Texas PUC Decision limiting scope of 251(a) interconnection In the Sprint v BTI case, the Commission ruled that: FTA 251(a) does not require ILECs or other telecommunications carriers to interconnect for the express purpose of exchanging traffic relating to telephone exchange service. FTA 251(a) encompasses a broad duty to interconnect for all carriers. The duty of an ILEC to provide interconnection for purposes of exchanging telephone exchange service is solely and expressly an FTA 251(c) obligation. (Docket 31038 December 2, 2005)
FCC Ruling on Time Warner Cable Request for Declaratory Ruling March 1, 2007 Because the Act does not differentiate between retail and wholesale services when defining telecommunications carrier or telecommunications service, we clarify that telecommunications carriers are entitled to interconnect and exchange traffic with incumbent LECs pursuant to section 251(a) and (b) of the Act for the purpose of providing wholesale telecommunications services.
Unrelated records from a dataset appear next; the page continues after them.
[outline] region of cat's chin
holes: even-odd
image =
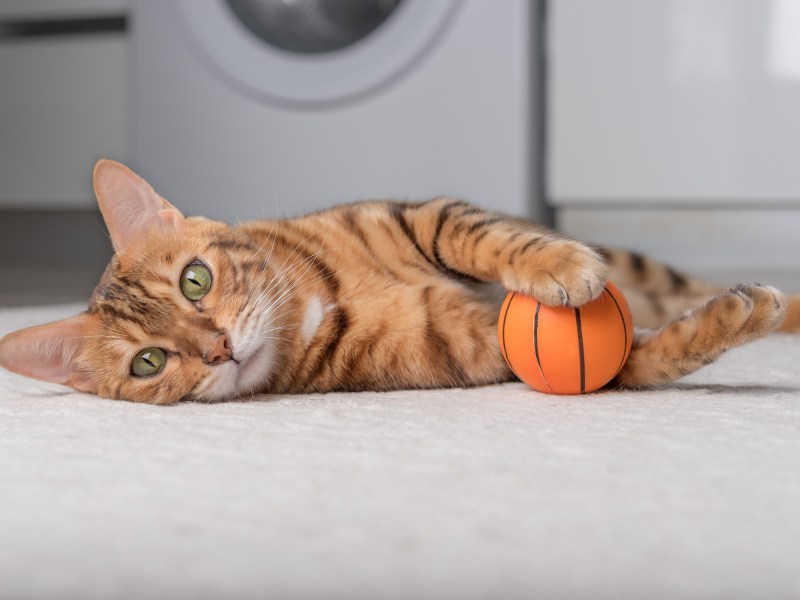
[[[205,402],[224,402],[263,392],[274,363],[275,348],[271,344],[264,344],[244,357],[214,367],[208,385],[199,392],[197,398]]]
[[[275,360],[275,348],[264,344],[247,358],[240,360],[236,373],[236,395],[251,394],[263,389]]]

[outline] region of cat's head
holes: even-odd
[[[261,248],[186,218],[130,169],[94,188],[115,254],[75,317],[0,340],[0,365],[105,398],[169,404],[259,391],[277,368],[274,288]]]

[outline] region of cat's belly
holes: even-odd
[[[499,291],[498,291],[499,290]],[[505,293],[497,285],[389,286],[365,297],[342,294],[347,328],[328,365],[329,389],[452,387],[506,381],[510,373],[497,342]],[[350,301],[348,301],[350,300]],[[309,303],[310,330],[324,311]],[[329,328],[320,325],[324,337]],[[313,349],[315,340],[310,340]]]

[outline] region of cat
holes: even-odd
[[[87,310],[7,335],[0,365],[103,398],[172,404],[513,381],[487,283],[579,306],[611,277],[637,325],[610,384],[624,388],[800,329],[800,302],[772,287],[723,291],[451,198],[230,226],[184,217],[111,160],[95,165],[94,189],[115,254]]]

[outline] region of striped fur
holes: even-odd
[[[787,327],[800,323],[796,300],[772,288],[723,292],[450,198],[229,226],[184,218],[118,163],[98,164],[95,187],[116,254],[86,313],[7,336],[0,364],[105,398],[170,404],[509,381],[496,292],[579,306],[609,275],[637,325],[656,328],[637,333],[617,385],[691,372],[774,330],[787,306]],[[213,277],[198,302],[178,285],[193,261]],[[222,335],[230,356],[210,362]],[[148,347],[166,352],[166,367],[135,377],[133,357]]]

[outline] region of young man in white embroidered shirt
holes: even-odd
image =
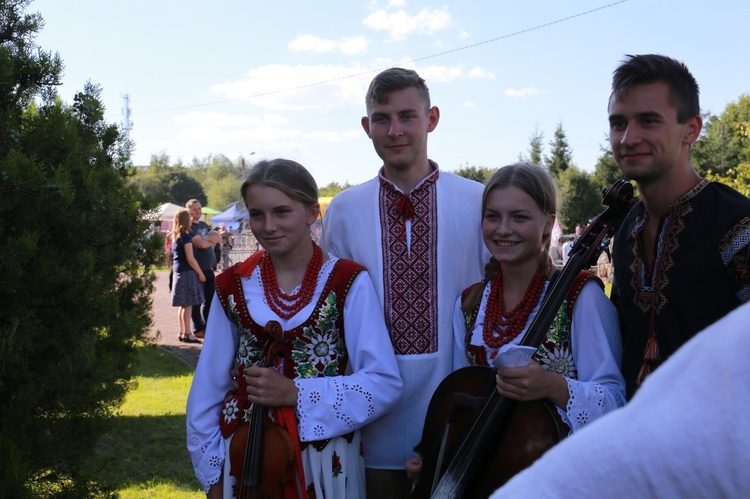
[[[327,251],[364,265],[375,284],[404,381],[397,407],[363,429],[368,497],[408,497],[404,463],[427,405],[452,370],[453,304],[481,279],[482,185],[442,171],[427,154],[440,120],[425,81],[391,68],[365,98],[362,128],[383,164],[339,193],[323,219]]]

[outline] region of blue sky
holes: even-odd
[[[427,80],[441,111],[429,152],[445,170],[512,163],[535,129],[547,153],[558,123],[574,162],[593,170],[624,54],[684,61],[704,111],[750,93],[746,1],[35,0],[29,10],[46,22],[38,44],[65,63],[65,101],[90,80],[121,123],[129,96],[136,164],[287,157],[321,186],[377,172],[360,118],[370,80],[390,66]]]

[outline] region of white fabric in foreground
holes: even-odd
[[[750,303],[696,335],[632,401],[491,498],[750,497]]]

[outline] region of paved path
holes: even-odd
[[[195,369],[201,345],[181,343],[177,339],[180,328],[177,324],[177,307],[172,306],[172,295],[169,293],[169,271],[156,272],[153,301],[151,337],[162,348]]]

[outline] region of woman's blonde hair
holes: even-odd
[[[190,232],[190,221],[192,217],[190,212],[185,208],[180,208],[174,214],[174,221],[172,223],[172,241],[177,242],[180,238],[180,234],[183,232]]]
[[[495,189],[504,187],[517,187],[528,194],[537,204],[540,210],[548,217],[557,212],[557,189],[552,175],[543,167],[534,163],[515,163],[499,168],[487,180],[482,194],[482,218],[484,209],[487,207],[487,198]],[[542,253],[547,260],[547,275],[552,271],[552,260],[549,257],[549,248],[552,242],[552,227],[542,240]],[[461,310],[467,312],[473,309],[482,299],[484,288],[492,280],[500,264],[494,258],[490,258],[484,266],[484,279],[469,293],[461,303]]]

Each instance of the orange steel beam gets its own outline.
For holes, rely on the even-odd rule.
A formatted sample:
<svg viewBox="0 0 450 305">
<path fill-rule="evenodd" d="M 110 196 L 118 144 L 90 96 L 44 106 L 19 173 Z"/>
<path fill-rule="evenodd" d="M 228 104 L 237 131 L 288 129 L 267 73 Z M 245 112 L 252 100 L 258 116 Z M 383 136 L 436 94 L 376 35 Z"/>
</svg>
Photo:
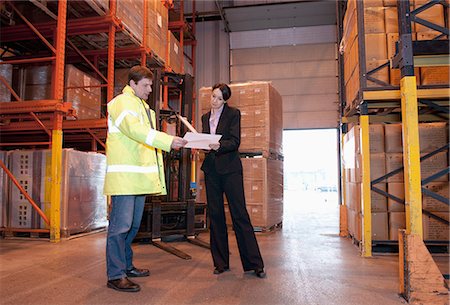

We make clear that the rights of telecommunications carriers under sections 251 (a) and (b) apply regardless of whether the telecommunications services are wholesale or retail, and a state decision to the contrary is inconsistent with the Act and Commission precedent.
Checklist for RLEC Negotiations Assess your interconnection needs do you need more than 251(a) and (b)? Research the RLEC s financial position and regulatory involvement. Send a bona fide request for interconnection that is limited to 251 (a) and (b). Be prepared for RLEC questions about your network and services. Be persistent. Set deadlines and follow-up. Keep lawyers behind the scenes. Ask if the RLEC has entered into any other agreements to exchange local traffic. Don t waive your 251 and 252 rights. Keep state commission informed of your efforts prior to filing a petition for arbitration or termination. Accept that the process will take a long time.
Proactive measures Research what, if anything, your state commission has done regarding interconnection and termination of rural exemptions. States that have dealt with this issue include Alaska, Idaho, Michigan, Minnesota, New York, North Dakota, Ohio, Pennsylvania, Texas, and Virginia. Meet with commissioners and staff regarding your interconnection needs and urge them to initiate a rulemaking process to clarify their rules on interconnecting with RLECs and streamline the termination process.